James extends his application of the
biological metaphor of an organism when identifying the ‘search for form’
(1884: 48) as a central feature of the art of fiction. The search, among other
things, is for the most effective way of structuring and narrating the story as
a whole; and it can only be found from within the subject itself, not by
imposing existing patterns or applying sterile rules. In his preface to The Spoils of Poynton, James calls this ‘the logic of the
particular case’ (1907–9: 1139). This view leads not just to a rejection of any
externally imposed purpose on the novel, in keeping with the idea of organic
form, but to the repudiation of any kind of ‘conscious moral purpose’ (1884:
62). The alternative is to confine the subject to ‘conventional, traditional
moulds’, thereby reducing it to ‘an eternal repetition of a few familiar
clichés’ (1884: 58). It is a ‘mistake’ to ‘say so definitely beforehand what
sort of an affair the good novel will be’; the ‘only obligation to which in
advance we may hold a novel . . . is that it be interesting’ (1884: 49).

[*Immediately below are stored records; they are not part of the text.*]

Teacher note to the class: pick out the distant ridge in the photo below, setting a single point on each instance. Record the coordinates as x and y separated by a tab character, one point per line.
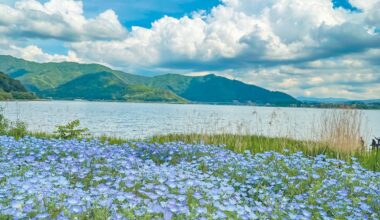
69	80
336	100
13	89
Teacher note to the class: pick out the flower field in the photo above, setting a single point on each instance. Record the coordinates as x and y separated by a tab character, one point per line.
71	179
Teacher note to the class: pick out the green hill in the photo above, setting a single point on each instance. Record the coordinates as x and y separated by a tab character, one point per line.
96	82
13	89
107	86
216	89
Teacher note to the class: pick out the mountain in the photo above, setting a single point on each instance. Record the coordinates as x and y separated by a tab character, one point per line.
322	100
13	89
69	80
216	89
336	100
107	86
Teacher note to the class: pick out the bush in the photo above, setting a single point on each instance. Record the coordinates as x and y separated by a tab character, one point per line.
18	129
71	131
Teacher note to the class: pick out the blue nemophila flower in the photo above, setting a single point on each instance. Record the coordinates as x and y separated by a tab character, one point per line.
177	180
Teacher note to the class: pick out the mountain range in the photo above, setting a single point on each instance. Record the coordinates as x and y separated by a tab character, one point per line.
68	80
13	89
313	100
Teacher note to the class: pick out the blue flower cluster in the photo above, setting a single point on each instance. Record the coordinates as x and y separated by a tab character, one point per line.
57	179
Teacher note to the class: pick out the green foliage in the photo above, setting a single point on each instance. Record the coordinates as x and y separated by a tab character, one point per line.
369	159
4	123
107	86
71	131
12	89
96	82
18	129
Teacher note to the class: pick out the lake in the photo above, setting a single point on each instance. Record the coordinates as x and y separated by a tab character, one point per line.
141	120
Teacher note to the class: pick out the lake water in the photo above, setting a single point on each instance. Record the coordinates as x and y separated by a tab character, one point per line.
133	120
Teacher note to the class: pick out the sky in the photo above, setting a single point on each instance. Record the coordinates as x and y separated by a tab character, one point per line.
316	48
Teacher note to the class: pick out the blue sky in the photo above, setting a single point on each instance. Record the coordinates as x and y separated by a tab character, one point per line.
317	48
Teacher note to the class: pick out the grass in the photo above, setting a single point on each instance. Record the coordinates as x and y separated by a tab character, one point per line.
337	135
259	144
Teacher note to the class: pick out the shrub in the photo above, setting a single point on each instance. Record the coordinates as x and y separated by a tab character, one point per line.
71	130
18	129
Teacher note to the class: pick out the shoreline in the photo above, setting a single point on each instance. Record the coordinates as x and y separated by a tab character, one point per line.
323	106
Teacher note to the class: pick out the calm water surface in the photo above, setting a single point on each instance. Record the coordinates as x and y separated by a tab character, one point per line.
132	120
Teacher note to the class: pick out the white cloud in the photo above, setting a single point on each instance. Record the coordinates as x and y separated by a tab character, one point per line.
301	47
58	19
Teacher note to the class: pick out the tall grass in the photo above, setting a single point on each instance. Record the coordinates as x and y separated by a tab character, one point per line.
342	130
337	134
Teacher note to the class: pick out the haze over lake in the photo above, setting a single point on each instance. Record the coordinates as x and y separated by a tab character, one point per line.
141	120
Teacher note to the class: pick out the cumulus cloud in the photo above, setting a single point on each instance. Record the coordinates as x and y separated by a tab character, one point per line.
58	19
301	47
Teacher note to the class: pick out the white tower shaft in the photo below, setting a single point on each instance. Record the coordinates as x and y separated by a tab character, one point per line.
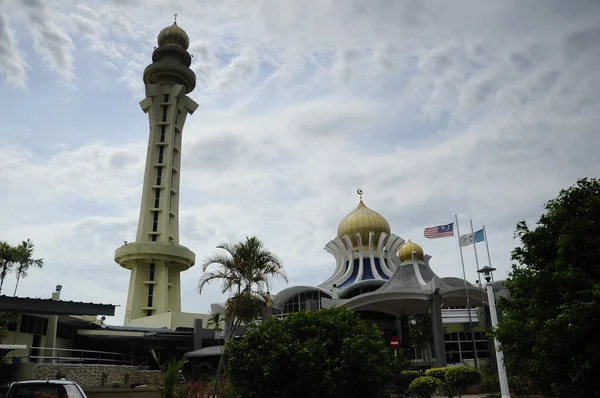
156	259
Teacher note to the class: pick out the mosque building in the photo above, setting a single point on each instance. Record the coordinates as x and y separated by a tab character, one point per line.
388	280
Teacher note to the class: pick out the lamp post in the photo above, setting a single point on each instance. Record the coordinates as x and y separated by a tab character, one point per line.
487	274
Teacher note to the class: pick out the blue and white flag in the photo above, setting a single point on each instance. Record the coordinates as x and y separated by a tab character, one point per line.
470	238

The Art of Fiction is in large measure a
rebuttal of the English novelist and critic Walter Besant’s The Art of
Fiction (1884), from where James initially took his title, and its
insistence on the novel as an ‘Art’ which is ‘governed and directed by general
laws’ (Besant 1884: 3). The most important of these laws was that there should
be a ‘conscious moral purpose’ (Besant 1884: 24). Against this, James asserts
that ‘[t]here are bad novels and good novels’, but ‘that is the only
distinction in which I see any meaning’ (James 1884: 55). The implications of
what he goes on to say for the relation between the novel and morality are
discussed below:
There is one point at which the moral sense and the
artistic sense lie very near together; that is in the light of the very obvious
truth that the deepest quality of a work of art will always be the quality of
the mind of the producer . . . No good novel will ever proceed from a
superficial mind. (1884: viii)
The author should be granted his
‘subject’ (1884: 56), the form of which ‘is to be appreciated after the fact’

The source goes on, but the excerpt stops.